T.R | Title | User | Personal Name | Date | Lines |
---|
3876.1 | The mice are running as fast as they can | TOOK::FONSECA | I heard it through the Grapevine... | Thu Oct 08 1992 12:23 | 31 |
| I suggest that you grab the new TSAM kit I've described in 3.last.
That may fix some of your hanging problems. But not all...
I'm sure I've said this before, but I'll say it again. TSAM is slow.
If the *all* of the commands you are running alarms on won't
run in the time you have allotted for the repeat interval, you'll
just overload TSAM.
So in your example, you have got 16 SHOW commnads being executed against
TSAM every 30 seconds. It just won't work. TSAM takes much longer
for each individual command to execute, and because of the way it was designed
all of those requests get queued up through one process.
Figure out how long the commands that you are alarming on take,
and set up your repeat time that way.
If the only alarms going through TSAM were these sixteen SHOWS,
and we had figured out that each command takes 5 seconds, then
the repeat interval for each alram rule should at minimum be
5*16=80 seconds. I would make it two minutes, since you want your
alarms to be reliable, and you also want there to be breathing room
for you to execute other interactive TSAM commands on demand.

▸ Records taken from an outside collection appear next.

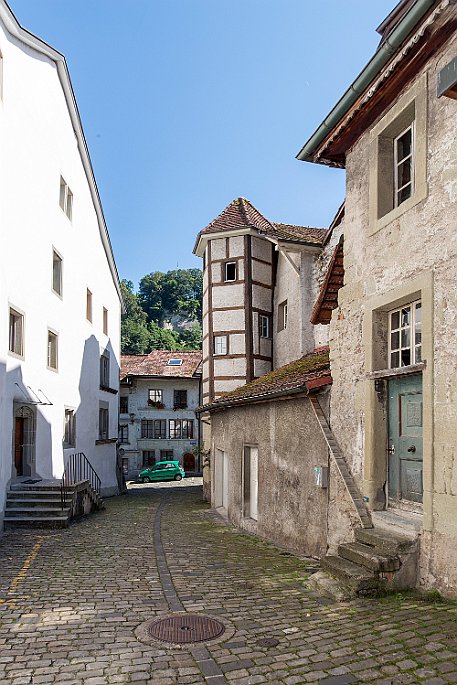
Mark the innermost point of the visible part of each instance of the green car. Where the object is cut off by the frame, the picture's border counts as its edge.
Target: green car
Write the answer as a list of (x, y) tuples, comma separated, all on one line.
[(163, 470)]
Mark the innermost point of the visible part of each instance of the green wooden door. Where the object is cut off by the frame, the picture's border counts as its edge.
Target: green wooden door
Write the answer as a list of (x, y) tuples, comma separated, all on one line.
[(405, 438)]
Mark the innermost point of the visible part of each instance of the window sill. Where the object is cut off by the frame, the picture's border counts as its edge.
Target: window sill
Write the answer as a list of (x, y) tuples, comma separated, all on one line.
[(393, 373), (106, 388)]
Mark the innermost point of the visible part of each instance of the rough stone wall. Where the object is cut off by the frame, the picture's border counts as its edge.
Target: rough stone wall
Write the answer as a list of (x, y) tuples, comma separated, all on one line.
[(422, 239), (292, 510)]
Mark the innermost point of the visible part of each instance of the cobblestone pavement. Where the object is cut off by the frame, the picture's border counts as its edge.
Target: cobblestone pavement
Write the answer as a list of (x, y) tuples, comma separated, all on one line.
[(72, 600)]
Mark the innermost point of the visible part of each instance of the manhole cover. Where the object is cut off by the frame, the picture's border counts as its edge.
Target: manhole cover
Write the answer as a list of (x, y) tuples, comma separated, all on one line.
[(268, 642), (186, 628)]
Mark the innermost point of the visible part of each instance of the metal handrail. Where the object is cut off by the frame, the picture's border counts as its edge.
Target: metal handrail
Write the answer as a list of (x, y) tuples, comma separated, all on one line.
[(78, 468)]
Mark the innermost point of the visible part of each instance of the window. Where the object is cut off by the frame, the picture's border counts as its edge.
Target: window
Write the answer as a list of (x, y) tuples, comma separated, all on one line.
[(180, 399), (404, 165), (282, 316), (264, 326), (52, 350), (149, 458), (220, 344), (229, 271), (88, 305), (123, 433), (155, 397), (104, 369), (56, 273), (70, 428), (103, 423), (16, 333), (405, 336), (66, 198)]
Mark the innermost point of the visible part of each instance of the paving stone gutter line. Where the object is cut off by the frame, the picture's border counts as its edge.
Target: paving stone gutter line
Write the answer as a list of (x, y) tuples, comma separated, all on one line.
[(207, 665)]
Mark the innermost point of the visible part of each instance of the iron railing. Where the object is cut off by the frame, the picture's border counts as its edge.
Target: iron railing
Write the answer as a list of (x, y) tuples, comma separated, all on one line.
[(78, 468)]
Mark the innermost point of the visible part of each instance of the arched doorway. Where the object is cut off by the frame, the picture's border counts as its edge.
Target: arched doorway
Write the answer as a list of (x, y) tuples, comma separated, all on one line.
[(24, 440), (189, 462)]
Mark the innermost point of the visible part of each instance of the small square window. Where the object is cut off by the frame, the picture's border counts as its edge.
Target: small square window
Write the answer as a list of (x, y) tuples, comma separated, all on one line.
[(70, 428), (88, 305), (229, 271), (52, 350), (16, 333), (66, 198), (220, 344), (56, 273)]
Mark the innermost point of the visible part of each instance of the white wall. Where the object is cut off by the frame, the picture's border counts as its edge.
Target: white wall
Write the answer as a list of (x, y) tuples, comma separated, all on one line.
[(37, 146)]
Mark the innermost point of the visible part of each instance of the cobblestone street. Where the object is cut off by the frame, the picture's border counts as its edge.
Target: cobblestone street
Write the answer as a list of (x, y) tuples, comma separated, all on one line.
[(72, 600)]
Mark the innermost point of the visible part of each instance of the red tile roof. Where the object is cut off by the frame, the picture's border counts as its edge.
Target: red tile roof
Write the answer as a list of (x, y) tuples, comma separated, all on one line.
[(304, 374), (241, 214), (155, 364)]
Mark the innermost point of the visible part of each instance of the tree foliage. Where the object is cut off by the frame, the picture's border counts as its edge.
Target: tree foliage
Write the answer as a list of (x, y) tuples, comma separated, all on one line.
[(165, 314)]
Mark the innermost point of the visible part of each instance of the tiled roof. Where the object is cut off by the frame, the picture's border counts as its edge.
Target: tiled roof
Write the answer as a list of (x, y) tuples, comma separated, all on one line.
[(155, 364), (241, 214), (312, 370), (327, 300)]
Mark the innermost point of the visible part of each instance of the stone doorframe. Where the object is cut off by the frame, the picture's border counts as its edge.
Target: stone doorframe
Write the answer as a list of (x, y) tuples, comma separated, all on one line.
[(375, 339)]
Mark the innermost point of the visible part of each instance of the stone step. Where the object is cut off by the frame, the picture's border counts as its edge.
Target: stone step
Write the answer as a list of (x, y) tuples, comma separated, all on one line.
[(36, 512), (383, 541), (34, 522), (356, 577), (364, 555)]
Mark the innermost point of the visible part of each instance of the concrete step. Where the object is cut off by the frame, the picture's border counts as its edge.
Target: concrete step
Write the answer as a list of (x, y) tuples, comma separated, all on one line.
[(36, 512), (384, 542), (34, 522), (358, 578), (364, 555)]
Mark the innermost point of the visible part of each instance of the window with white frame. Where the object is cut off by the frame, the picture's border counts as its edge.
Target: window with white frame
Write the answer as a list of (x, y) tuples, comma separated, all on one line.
[(16, 332), (103, 422), (70, 428), (220, 344), (405, 335), (404, 165), (282, 316), (56, 272), (264, 326), (52, 350), (66, 198), (229, 271)]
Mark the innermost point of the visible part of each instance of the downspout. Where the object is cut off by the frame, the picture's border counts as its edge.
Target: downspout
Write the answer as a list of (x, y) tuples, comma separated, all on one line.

I'm completely aware of your frustration with slowness. I got here
long after the design for TSAM had this bottleneck. (whose presence
was neccessary but not insurmountable.)
You need to let product management (Laurel BLUMON::Nelson) know that
speed in this product is important.
Good luck...
Dave
|
3876.2 | New kit and interval works | SNOC01::MISNETWORK | MCC=My Constant Confusion | Sun Oct 11 1992 23:05 | 23 |
| Thanks for the quick reply Dave.
I have installed the kit you mentioned, and increased the repeat
interval to 50 secs for now (10 secs below your recommendation), and all
seems to be working fine now. I will see how reliable they are, and if
need be extend the interval.
The need for the smallest interval as possible is, like most alarms,
driven by the fact that we need to know about outages before the users
call us. The way I have set these alarms up for now is I check the link
status every 50 secs, another alarm is monitoring these alarms checking
for any exceptions, and if 3 exceptions occur in 3 minutes, then
another alarm is triggered to check the status of the server, and
depending on the result, a message is sent to us telling us either the
server's console is in use, or whatever else the error is. I will be
simplifying this soon by using the data collector in conjunction with
the link status rules.
Might need to let product management that TSAM shouldn't mean Terribly
Slow Access Module =8')
Cheers,
Louis
|
3876.3 | | TOOK::FONSECA | I heard it through the Grapevine... | Mon Oct 12 1992 10:56 | 3 |
| Glad to see this helped. Terribly Slow AM... gotta remember that one! :-)
-Dave
|
3876.4 | TSAM+Data Collector works well | SNOC01::MISNETWORK | MCC=My Constant Confusion | Mon Oct 12 1992 22:02 | 11 |
|
All is well !!!!!!
Have setup the polling interval to be 1 minute, and am using the data
collector to tell me when the MUXserver links are down/up, and also to
notify us when the server is down (Cannot communicate with target). If
the console is use, nothing happens (we donnot get notified)
Cheers,
Louis
|